Most employers willing to carry out constructive discharge do so in the hope that employees will believe they have no legal rights if they quit in those conditions rather than being terminated.

But as you point out, being a state employee creates a different protocol, both for HR and for employees to follow.

I don't know how point systems work, though.

Clovis Sangrail 6 years, 11 months ago

I believe KU's classified staff gave away their civil service protections ewhen they boted to opt out of the classified service a few years back.

Big mistake.

Khublai_Juan 6 years, 11 months ago

I worked with Cynthia in her next job after leaving the university and I can say she is very, very nice. That being said, though, our job was computer based and involved call center work and her computer skills were terrible. We expected she would be very proficient because of her work at KU but she seemed lost when asked to do simple tasks on her computer, like working with Excel, Outlook, etc. Not saying this is why they fired her, but I expected someone who worked in the computer center to know more about, well, computers.

xclusive85 6 years, 11 months ago

Wow, assuming what you say is true, my 8:51 post was pretty spot on.

das 6 years, 11 months ago

"...The suit says Faucher informed Cook and six other customer service center employees in 2009 they were being laid off 'due to a reorganization caused by budgetary problems.'..."

Isn't Ola Faucher running for school board too?......Interesting.......

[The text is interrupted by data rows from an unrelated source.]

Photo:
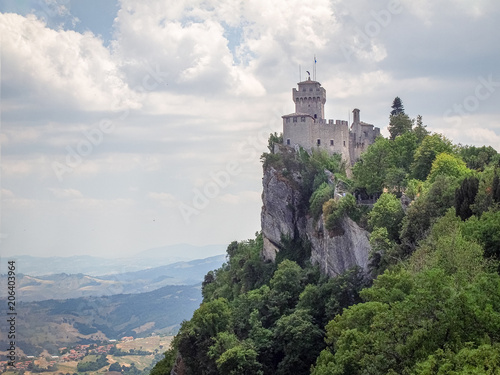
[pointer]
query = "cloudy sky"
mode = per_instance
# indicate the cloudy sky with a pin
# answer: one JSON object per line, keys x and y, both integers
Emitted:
{"x": 127, "y": 125}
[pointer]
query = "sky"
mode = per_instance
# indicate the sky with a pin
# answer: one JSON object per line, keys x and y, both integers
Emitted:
{"x": 128, "y": 125}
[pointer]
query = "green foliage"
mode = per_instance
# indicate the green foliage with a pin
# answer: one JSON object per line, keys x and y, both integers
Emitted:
{"x": 384, "y": 251}
{"x": 243, "y": 272}
{"x": 481, "y": 360}
{"x": 399, "y": 124}
{"x": 195, "y": 335}
{"x": 322, "y": 194}
{"x": 477, "y": 157}
{"x": 423, "y": 212}
{"x": 485, "y": 230}
{"x": 420, "y": 130}
{"x": 163, "y": 366}
{"x": 407, "y": 318}
{"x": 334, "y": 210}
{"x": 239, "y": 360}
{"x": 425, "y": 154}
{"x": 448, "y": 165}
{"x": 369, "y": 172}
{"x": 397, "y": 106}
{"x": 274, "y": 138}
{"x": 299, "y": 340}
{"x": 448, "y": 249}
{"x": 465, "y": 196}
{"x": 386, "y": 164}
{"x": 387, "y": 213}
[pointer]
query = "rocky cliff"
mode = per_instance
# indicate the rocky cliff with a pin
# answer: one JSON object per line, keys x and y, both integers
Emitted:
{"x": 284, "y": 214}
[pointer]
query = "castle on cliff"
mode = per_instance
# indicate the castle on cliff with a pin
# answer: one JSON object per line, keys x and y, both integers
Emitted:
{"x": 308, "y": 128}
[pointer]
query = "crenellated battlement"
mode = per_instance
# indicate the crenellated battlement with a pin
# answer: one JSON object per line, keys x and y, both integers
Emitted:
{"x": 308, "y": 128}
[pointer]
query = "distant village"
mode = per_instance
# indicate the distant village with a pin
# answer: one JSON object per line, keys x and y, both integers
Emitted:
{"x": 68, "y": 354}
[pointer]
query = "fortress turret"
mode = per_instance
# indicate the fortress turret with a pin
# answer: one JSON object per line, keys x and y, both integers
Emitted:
{"x": 310, "y": 98}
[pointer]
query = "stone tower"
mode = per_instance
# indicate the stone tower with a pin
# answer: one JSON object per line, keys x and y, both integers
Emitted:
{"x": 310, "y": 99}
{"x": 308, "y": 128}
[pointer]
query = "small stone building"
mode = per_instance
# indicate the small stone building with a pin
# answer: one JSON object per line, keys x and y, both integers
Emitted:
{"x": 308, "y": 128}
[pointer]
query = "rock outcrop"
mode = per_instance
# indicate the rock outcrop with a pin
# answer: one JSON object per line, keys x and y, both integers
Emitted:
{"x": 284, "y": 213}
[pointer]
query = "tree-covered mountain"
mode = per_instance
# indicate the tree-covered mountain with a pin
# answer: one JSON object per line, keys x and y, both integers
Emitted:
{"x": 429, "y": 302}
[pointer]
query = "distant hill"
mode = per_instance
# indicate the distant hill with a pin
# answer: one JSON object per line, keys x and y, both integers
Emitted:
{"x": 52, "y": 324}
{"x": 93, "y": 266}
{"x": 63, "y": 285}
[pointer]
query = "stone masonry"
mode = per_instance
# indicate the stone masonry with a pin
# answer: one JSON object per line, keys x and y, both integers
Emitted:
{"x": 308, "y": 128}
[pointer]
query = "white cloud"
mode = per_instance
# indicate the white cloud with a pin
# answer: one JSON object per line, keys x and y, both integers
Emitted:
{"x": 58, "y": 69}
{"x": 66, "y": 193}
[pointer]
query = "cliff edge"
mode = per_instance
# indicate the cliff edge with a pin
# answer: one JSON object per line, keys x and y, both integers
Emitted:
{"x": 285, "y": 214}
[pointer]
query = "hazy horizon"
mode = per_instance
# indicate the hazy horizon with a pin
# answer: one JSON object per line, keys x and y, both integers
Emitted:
{"x": 131, "y": 125}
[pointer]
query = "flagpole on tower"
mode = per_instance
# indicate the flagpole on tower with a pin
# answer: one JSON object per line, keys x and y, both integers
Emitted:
{"x": 314, "y": 70}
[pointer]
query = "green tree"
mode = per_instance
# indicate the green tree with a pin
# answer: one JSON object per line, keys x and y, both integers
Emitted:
{"x": 448, "y": 165}
{"x": 486, "y": 231}
{"x": 430, "y": 205}
{"x": 319, "y": 197}
{"x": 420, "y": 130}
{"x": 399, "y": 124}
{"x": 299, "y": 341}
{"x": 425, "y": 154}
{"x": 465, "y": 196}
{"x": 286, "y": 285}
{"x": 481, "y": 360}
{"x": 397, "y": 107}
{"x": 239, "y": 360}
{"x": 370, "y": 171}
{"x": 274, "y": 139}
{"x": 477, "y": 157}
{"x": 387, "y": 213}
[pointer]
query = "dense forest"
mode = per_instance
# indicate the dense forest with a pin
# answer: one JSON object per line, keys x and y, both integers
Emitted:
{"x": 431, "y": 303}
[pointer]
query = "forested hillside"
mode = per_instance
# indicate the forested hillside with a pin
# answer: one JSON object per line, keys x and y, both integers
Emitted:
{"x": 430, "y": 303}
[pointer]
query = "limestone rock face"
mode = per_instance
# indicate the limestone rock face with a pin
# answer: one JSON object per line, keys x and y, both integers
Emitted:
{"x": 283, "y": 214}
{"x": 336, "y": 253}
{"x": 279, "y": 215}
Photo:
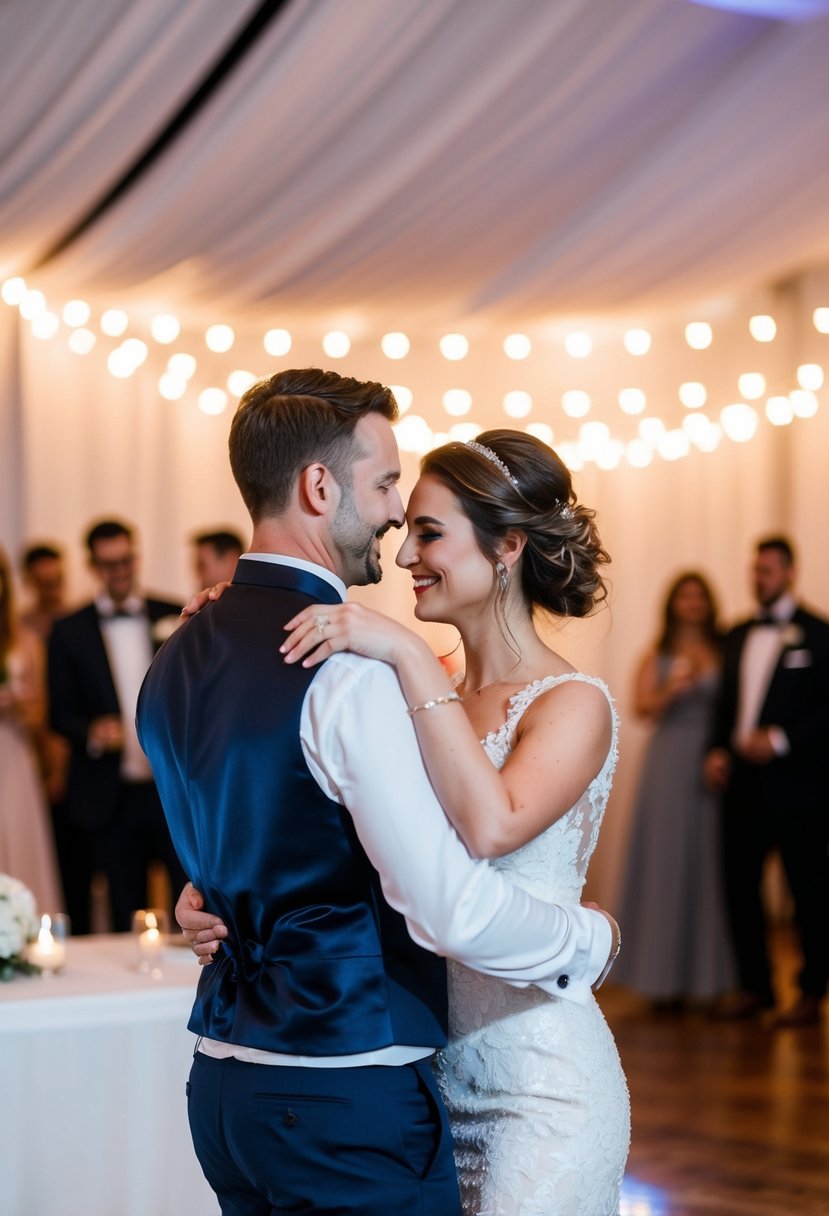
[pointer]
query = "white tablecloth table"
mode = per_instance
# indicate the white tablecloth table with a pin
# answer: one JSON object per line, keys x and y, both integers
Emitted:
{"x": 92, "y": 1071}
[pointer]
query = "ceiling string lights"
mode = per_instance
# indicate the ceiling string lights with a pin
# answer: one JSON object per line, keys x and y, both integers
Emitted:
{"x": 635, "y": 424}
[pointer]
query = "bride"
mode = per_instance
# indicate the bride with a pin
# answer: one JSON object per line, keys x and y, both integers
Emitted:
{"x": 534, "y": 1086}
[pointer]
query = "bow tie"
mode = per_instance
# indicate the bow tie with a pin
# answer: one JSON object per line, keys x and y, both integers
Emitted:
{"x": 119, "y": 612}
{"x": 766, "y": 619}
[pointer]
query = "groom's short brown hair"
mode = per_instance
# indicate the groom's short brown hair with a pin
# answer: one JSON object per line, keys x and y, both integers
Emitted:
{"x": 293, "y": 420}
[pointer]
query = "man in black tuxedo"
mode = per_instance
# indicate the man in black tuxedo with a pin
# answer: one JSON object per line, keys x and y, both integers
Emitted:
{"x": 97, "y": 658}
{"x": 768, "y": 759}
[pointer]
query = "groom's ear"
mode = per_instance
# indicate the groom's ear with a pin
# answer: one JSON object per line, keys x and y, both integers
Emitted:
{"x": 317, "y": 489}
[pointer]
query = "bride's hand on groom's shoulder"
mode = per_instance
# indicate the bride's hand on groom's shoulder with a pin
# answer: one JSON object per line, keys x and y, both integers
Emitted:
{"x": 322, "y": 629}
{"x": 203, "y": 597}
{"x": 203, "y": 930}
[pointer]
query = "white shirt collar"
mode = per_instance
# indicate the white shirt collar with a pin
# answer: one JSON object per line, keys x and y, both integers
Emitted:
{"x": 783, "y": 609}
{"x": 302, "y": 564}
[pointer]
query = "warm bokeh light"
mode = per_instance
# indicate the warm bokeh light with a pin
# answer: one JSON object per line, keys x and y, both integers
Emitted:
{"x": 637, "y": 342}
{"x": 575, "y": 403}
{"x": 454, "y": 345}
{"x": 762, "y": 327}
{"x": 517, "y": 345}
{"x": 213, "y": 400}
{"x": 699, "y": 335}
{"x": 413, "y": 434}
{"x": 277, "y": 342}
{"x": 739, "y": 421}
{"x": 517, "y": 404}
{"x": 336, "y": 344}
{"x": 395, "y": 345}
{"x": 165, "y": 328}
{"x": 632, "y": 400}
{"x": 693, "y": 394}
{"x": 219, "y": 338}
{"x": 457, "y": 401}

begin60 6 years, 11 months ago

KU deserves every discrimination lawsuit they get. Apparently, when the university has goofed and behaved in a biased, discriminatory way instead of taking decent responsibility the school does their best to save themselves from liability by framing the victim. They have some real hacks of human resource "specialists" investigators over there, and Ola Faucher works hand-in-glove with them and their thuggish and dishonest methods. You have to be pretty inept to put smearing, false, racism charges against someone who was actually the victim of much unwanted molestation and discriminatory harassment on campus and then inform their supervisor of this before offering them any recourse. Decent professionals do not behave this way. It certainly has never happened to me before. Most schools, even in questionably advanced places like MO and NE would at least try to give the appearance of following due process laws--otherwise they'd be opening themselves to defamation and wrongful termination lawsuits. Here, however, the politics and structure of authority are so ingrown and full-of conflict-of-interest and sheep, the vindictive, spite-filled criminals on top have zilch problem with citing false witnesses and tampering with so-called evidence knowing they will not be held accountable.

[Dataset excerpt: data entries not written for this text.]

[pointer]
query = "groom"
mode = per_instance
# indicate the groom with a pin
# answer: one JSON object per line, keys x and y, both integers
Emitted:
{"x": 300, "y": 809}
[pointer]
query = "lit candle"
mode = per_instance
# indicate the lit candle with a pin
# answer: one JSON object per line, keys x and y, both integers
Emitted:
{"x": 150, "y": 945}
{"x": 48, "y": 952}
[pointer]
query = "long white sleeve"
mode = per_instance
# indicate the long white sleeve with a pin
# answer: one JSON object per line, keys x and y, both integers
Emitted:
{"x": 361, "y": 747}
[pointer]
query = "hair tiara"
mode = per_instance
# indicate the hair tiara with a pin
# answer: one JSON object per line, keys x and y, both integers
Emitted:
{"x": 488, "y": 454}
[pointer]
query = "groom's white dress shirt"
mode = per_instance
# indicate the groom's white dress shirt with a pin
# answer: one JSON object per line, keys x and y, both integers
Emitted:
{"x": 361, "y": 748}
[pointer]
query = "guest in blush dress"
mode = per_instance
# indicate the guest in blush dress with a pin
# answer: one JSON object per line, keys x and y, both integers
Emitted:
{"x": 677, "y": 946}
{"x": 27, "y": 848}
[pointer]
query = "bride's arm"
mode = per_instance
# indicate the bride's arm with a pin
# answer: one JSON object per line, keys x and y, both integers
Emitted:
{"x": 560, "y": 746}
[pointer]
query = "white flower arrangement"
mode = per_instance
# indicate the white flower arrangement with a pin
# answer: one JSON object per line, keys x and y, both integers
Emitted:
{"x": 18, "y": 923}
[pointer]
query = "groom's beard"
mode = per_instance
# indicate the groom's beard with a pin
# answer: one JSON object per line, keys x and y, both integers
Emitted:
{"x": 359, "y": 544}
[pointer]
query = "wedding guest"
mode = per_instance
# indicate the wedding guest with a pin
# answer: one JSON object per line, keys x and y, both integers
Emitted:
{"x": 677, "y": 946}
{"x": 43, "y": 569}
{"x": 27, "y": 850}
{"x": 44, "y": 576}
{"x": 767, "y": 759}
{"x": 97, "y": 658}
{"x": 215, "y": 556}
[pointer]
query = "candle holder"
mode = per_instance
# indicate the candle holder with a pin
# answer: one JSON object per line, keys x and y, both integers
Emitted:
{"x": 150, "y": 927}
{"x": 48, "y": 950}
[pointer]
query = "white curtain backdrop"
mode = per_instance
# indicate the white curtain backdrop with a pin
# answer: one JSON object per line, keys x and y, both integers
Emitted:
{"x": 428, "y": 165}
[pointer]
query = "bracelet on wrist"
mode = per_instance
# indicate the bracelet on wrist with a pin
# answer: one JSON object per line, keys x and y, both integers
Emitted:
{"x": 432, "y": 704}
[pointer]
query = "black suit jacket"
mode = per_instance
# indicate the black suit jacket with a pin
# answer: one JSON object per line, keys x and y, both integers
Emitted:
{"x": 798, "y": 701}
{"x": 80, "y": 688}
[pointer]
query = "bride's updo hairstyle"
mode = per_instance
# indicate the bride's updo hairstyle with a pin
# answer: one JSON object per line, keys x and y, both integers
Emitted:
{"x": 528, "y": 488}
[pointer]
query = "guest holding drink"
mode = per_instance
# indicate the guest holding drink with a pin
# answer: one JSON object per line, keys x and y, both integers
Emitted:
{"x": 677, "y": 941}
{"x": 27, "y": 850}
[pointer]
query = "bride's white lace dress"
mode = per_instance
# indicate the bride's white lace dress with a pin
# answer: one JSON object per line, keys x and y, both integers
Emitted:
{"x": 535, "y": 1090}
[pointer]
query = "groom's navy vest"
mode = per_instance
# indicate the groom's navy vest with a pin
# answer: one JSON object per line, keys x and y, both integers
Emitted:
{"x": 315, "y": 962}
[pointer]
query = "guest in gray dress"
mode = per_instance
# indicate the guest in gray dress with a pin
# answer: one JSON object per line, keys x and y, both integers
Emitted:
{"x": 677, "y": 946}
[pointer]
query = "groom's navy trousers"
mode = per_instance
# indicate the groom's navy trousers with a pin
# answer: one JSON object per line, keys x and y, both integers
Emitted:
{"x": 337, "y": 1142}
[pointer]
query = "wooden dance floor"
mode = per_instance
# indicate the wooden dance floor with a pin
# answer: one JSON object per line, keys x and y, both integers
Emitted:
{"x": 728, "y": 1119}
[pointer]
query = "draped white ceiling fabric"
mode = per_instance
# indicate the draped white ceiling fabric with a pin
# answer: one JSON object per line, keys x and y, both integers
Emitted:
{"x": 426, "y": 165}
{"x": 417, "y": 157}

KU is way too much of a joke even for someone totally passionate about education to want to deal with. My Jewish stepmother jokes her Dad when in the army during her childhood refused to drive through Kansas because of how prejudiced and backward the people are here. I can totally see why.

Synjyn Smythe 6 years, 11 months ago

"The suit says Faucher informed Cook and six other customer service center employees in 2009 they were being laid off 'due to a reorganization caused by budgetary problems.'” Ola sounds like she's ready to take a seat on our school board!!